Una justa accidentada

P

iriam detestaba las justas.

No comprendía por qué los nobles, tanto caballeros como damas, les concedían tanta importancia. A su modo de ver, era absurdo que dos hombres se enfrentasen de esa manera, lanza en ristre, jugándose la vida simplemente por deporte.

Pero ahora, como doncella de la princesa Ángela, se veía obligada a quedarse sentada en la tribuna, con las demás damas, hasta que las justas terminasen al atardecer. Además, preocupada como estaba por el misterio de Cornelius y su magia negra, no se sentía capaz de fingir que aquello le interesaba lo más mínimo.

Vio desfilar a diversos caballeros, y observó, aburrida e impaciente, los enfrentamientos de unos y otros. Junto a ella, la princesa y sus compañeras parecían estar pasándoselo en grande. No había caballero que no acudiese a saludarlas con gentileza, y muchos ofrecían sus victorias a Ángela con la esperanza de que ella les concediese el honor de entregarles una prenda. Miriam observó con interés sus coqueteos con unos y otros, y tuvo que reconocer, con admiración, que para cuando acabase la justa, Ángela habría logrado encender los corazones de todos los caballeros sin comprometerse en absoluto con ninguno de ellos.

—¡Mira, Ángela! —dijo entonces Valeria—. Ya sale tu hermano.

Miriam sintió que el corazón le daba un vuelco, y estiró el cuello para mirar.

El príncipe Marco había hecho su aparición, montado sobre su nuevo caballo. Llevaba una armadura con adornos dorados, y su escudo mostraba la divisa de los caballeros del linaje del rey Héctor: tres grifos rojos rampantes sobre fondo dorado.

—¿Verdad que hoy está especialmente atractivo? —suspiró Isabela.

—Pero si no se le ve la cara con el yelmo puesto —replicó Miriam con desdén.

Las tres la taladraron con la mirada, aunque no se dignaron dirigirle la palabra.

Sin embargo, y por mucho que le pesase, Miriam no podía apartar la mirada de Marco. Lo vio enfrentarse a sus amigos, Darío y Rodrigo, y salir vencedor en ambas ocasiones. En otras circunstancias, habría sentido lástima por Rodrigo cuando, después de su derrota, se acercó al estrado para saludar a Ángela, y esta volvió la cabeza hacia otro lado, como si no lo hubiera visto. Pero no pudo evitar alegrarse por la victoria de Marco.

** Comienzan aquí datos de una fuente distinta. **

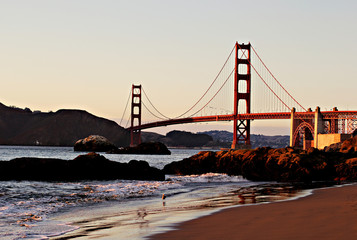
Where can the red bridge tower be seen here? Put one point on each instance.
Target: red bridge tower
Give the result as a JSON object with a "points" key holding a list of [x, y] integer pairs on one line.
{"points": [[135, 115], [242, 87]]}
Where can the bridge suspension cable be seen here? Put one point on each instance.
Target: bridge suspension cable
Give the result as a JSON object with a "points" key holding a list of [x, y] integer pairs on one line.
{"points": [[214, 94], [219, 73], [163, 116], [275, 78]]}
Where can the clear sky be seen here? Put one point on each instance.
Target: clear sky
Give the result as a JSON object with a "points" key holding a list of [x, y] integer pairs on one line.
{"points": [[85, 54]]}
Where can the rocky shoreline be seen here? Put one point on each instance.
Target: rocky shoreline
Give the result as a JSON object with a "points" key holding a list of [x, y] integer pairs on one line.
{"points": [[335, 163], [91, 166]]}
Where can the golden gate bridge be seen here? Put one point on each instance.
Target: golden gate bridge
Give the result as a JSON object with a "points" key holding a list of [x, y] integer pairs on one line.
{"points": [[229, 98]]}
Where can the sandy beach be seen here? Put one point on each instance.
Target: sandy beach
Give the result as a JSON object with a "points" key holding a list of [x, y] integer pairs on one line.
{"points": [[326, 214]]}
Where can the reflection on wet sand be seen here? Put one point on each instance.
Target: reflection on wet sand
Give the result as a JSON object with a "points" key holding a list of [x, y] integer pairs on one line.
{"points": [[136, 223]]}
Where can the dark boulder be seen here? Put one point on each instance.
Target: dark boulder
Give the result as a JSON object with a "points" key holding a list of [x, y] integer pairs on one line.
{"points": [[154, 148], [91, 166], [94, 143], [268, 164]]}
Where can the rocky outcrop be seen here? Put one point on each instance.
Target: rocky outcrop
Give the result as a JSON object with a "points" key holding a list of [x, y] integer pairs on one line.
{"points": [[91, 166], [94, 143], [268, 164], [61, 128], [153, 148]]}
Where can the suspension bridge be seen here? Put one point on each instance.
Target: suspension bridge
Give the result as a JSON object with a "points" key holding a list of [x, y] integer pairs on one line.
{"points": [[244, 90]]}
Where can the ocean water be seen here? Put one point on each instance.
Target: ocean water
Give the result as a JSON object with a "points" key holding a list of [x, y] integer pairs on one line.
{"points": [[92, 209]]}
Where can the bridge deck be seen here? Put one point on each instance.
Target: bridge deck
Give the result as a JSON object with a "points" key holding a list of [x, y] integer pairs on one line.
{"points": [[249, 116]]}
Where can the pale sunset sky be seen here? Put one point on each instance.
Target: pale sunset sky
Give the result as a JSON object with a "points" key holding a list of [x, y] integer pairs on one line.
{"points": [[85, 54]]}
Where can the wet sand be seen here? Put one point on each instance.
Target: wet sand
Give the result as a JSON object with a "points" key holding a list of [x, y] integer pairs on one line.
{"points": [[326, 214]]}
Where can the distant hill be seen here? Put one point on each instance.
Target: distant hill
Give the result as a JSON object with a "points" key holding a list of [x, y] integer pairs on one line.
{"points": [[61, 128]]}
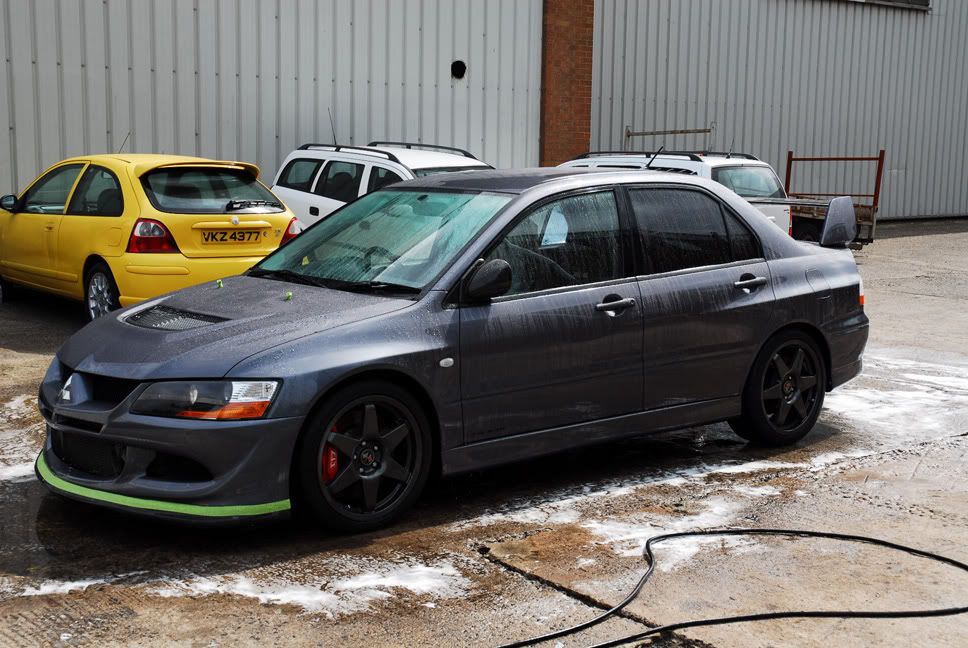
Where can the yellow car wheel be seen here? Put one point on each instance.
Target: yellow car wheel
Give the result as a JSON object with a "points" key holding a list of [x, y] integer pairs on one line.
{"points": [[101, 294]]}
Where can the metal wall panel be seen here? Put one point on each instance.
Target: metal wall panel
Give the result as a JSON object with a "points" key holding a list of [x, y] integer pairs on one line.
{"points": [[820, 77], [253, 79]]}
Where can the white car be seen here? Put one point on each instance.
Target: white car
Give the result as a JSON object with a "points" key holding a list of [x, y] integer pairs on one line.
{"points": [[317, 179], [746, 175]]}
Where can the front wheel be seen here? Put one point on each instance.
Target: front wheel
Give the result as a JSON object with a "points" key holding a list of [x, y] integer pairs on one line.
{"points": [[365, 456], [784, 391], [101, 295]]}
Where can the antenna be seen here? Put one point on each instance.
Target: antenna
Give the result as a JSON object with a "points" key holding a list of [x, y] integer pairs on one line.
{"points": [[332, 126]]}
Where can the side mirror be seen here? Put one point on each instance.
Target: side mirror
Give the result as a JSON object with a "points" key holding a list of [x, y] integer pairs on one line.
{"points": [[490, 279], [840, 223]]}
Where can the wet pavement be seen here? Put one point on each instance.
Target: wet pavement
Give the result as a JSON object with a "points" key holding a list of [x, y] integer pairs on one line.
{"points": [[504, 554]]}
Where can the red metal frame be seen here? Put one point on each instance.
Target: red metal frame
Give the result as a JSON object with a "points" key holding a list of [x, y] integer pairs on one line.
{"points": [[879, 158]]}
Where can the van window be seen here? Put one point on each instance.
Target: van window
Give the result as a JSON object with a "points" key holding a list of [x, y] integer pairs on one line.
{"points": [[340, 181], [750, 182], [299, 174]]}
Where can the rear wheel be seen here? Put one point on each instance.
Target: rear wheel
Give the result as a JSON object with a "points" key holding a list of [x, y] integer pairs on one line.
{"points": [[365, 456], [784, 391], [101, 294]]}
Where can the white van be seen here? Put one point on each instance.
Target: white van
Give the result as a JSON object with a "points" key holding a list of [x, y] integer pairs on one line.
{"points": [[746, 175], [317, 179]]}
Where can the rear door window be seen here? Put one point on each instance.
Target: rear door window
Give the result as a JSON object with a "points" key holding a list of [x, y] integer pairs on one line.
{"points": [[680, 229], [299, 174], [97, 194], [340, 181]]}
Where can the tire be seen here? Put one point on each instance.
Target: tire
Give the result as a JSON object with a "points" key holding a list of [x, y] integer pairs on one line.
{"points": [[101, 295], [364, 457], [784, 391]]}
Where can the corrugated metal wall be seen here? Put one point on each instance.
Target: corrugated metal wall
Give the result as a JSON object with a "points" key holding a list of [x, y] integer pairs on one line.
{"points": [[252, 79], [821, 77]]}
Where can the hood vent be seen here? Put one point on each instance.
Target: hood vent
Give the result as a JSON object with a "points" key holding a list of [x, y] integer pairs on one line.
{"points": [[171, 319]]}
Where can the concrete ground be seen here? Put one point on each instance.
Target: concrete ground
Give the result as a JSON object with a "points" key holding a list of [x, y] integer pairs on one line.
{"points": [[504, 554]]}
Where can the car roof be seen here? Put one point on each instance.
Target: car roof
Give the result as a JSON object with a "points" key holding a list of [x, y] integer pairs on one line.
{"points": [[707, 159], [516, 181], [140, 163], [412, 158]]}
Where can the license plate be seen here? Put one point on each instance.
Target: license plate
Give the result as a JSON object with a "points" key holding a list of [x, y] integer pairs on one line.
{"points": [[231, 236]]}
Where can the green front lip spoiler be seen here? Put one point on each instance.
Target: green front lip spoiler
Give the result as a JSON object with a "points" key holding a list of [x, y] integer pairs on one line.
{"points": [[195, 510]]}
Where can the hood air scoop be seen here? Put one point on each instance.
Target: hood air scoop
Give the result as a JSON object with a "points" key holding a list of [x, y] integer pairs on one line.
{"points": [[171, 319]]}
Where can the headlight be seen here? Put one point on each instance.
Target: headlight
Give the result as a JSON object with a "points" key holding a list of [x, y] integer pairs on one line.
{"points": [[216, 399]]}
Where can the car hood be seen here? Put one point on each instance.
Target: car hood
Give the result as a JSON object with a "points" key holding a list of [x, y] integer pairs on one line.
{"points": [[232, 320]]}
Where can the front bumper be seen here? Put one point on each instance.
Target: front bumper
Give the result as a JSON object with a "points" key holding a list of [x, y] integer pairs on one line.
{"points": [[200, 470]]}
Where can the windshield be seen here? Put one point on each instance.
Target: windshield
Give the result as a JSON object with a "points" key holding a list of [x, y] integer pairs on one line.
{"points": [[193, 190], [750, 182], [389, 237], [435, 170]]}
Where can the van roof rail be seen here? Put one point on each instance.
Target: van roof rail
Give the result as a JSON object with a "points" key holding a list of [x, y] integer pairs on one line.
{"points": [[342, 147], [436, 147], [689, 154]]}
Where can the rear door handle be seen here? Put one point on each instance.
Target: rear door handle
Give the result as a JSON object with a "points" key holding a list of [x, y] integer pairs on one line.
{"points": [[749, 282], [615, 305]]}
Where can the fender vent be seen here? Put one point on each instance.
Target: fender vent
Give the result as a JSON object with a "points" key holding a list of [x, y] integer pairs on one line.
{"points": [[171, 319]]}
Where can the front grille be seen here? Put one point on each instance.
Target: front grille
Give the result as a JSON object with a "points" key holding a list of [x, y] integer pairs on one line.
{"points": [[95, 457], [171, 319]]}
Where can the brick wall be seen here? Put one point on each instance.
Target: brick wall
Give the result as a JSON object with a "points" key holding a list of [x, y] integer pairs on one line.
{"points": [[566, 94]]}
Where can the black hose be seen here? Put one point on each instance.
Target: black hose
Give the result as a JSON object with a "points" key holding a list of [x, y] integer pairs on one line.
{"points": [[762, 616]]}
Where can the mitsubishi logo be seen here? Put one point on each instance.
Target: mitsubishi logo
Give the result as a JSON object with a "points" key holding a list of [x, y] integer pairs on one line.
{"points": [[65, 393]]}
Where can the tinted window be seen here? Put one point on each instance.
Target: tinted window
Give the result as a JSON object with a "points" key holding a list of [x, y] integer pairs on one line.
{"points": [[680, 228], [340, 181], [750, 182], [49, 194], [193, 190], [97, 194], [299, 174], [571, 241], [391, 236], [380, 177], [742, 243]]}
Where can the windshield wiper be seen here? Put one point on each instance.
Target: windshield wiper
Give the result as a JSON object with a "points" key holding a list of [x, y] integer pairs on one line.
{"points": [[290, 276], [379, 286], [235, 205]]}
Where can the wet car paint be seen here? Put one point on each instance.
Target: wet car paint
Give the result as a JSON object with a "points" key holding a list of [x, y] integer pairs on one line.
{"points": [[315, 339]]}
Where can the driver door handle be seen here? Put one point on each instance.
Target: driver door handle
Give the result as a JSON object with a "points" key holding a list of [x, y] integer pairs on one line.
{"points": [[749, 282], [615, 305]]}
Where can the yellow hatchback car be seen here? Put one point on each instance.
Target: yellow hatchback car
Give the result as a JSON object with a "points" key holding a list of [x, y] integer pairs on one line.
{"points": [[113, 230]]}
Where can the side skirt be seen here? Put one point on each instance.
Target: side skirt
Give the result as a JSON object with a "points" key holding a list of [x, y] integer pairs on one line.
{"points": [[544, 442]]}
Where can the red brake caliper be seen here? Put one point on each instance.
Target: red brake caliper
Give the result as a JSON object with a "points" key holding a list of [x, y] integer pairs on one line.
{"points": [[330, 462]]}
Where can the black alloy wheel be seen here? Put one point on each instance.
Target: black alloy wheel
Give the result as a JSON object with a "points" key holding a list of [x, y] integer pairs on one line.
{"points": [[101, 295], [784, 393], [369, 447]]}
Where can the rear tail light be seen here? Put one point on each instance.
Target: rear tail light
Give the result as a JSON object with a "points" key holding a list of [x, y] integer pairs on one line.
{"points": [[151, 236], [292, 231]]}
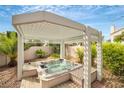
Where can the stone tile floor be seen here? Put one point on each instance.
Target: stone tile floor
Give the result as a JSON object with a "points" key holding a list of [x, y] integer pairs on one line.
{"points": [[8, 79]]}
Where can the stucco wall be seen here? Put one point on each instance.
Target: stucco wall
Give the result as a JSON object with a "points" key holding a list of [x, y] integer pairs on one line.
{"points": [[30, 53]]}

El príncipe derrotó luego a una serie de jóvenes caballeros que habían acudido al castillo con motivo de la fiesta. Logró cuatro victorias, dos empates y ninguna derrota.

Miriam distinguió a Santiago un poco más allá. No llevaba armadura, y tampoco se había separado de su querido laúd. La joven se preguntó por qué no justaba. Si era noble, ¿por qué no intentaba comportarse como un caballero más?

Volvió a mirar a Marco y descubrió entonces que un caballero desconocido se había colocado en el otro extremo de la plaza, dispuesto a enfrentarse al príncipe. Su conducta levantó murmullos entre la multitud. Se suponía que Marco sólo debía justar contra caballeros noveles como él, y su nuevo contrincante era, a todas luces, adulto. Miriam se sintió inquieta y miró al rey Héctor, pero este parecía muy ocupado en conversar con el rey Simón.

Con el corazón encogido, Miriam centró su atención en Marco.

El príncipe clavó las espuelas en los flancos de su caballo y salió al galope, con la lanza en ristre. Su contrincante lo imitó.

Miriam sintió que los caballos galopaban al ritmo de su corazón. Cuando los dos estaban a punto de chocar, no pudo evitar cerrar los ojos.

Los gritos de la multitud la obligaron a abrirlos de nuevo. Descubrió entonces que ambos habían roto sus lanzas, pero ninguno de los dos había resultado herido. Cuando Marco se dirigía al extremo de la plaza para iniciar un segundo encuentro, su adversario lo detuvo y lo saludó con cortesía. Después se quitó el yelmo, descubriendo los rasgos del duque Alexandro de Alta Roca. Las damas suspiraron.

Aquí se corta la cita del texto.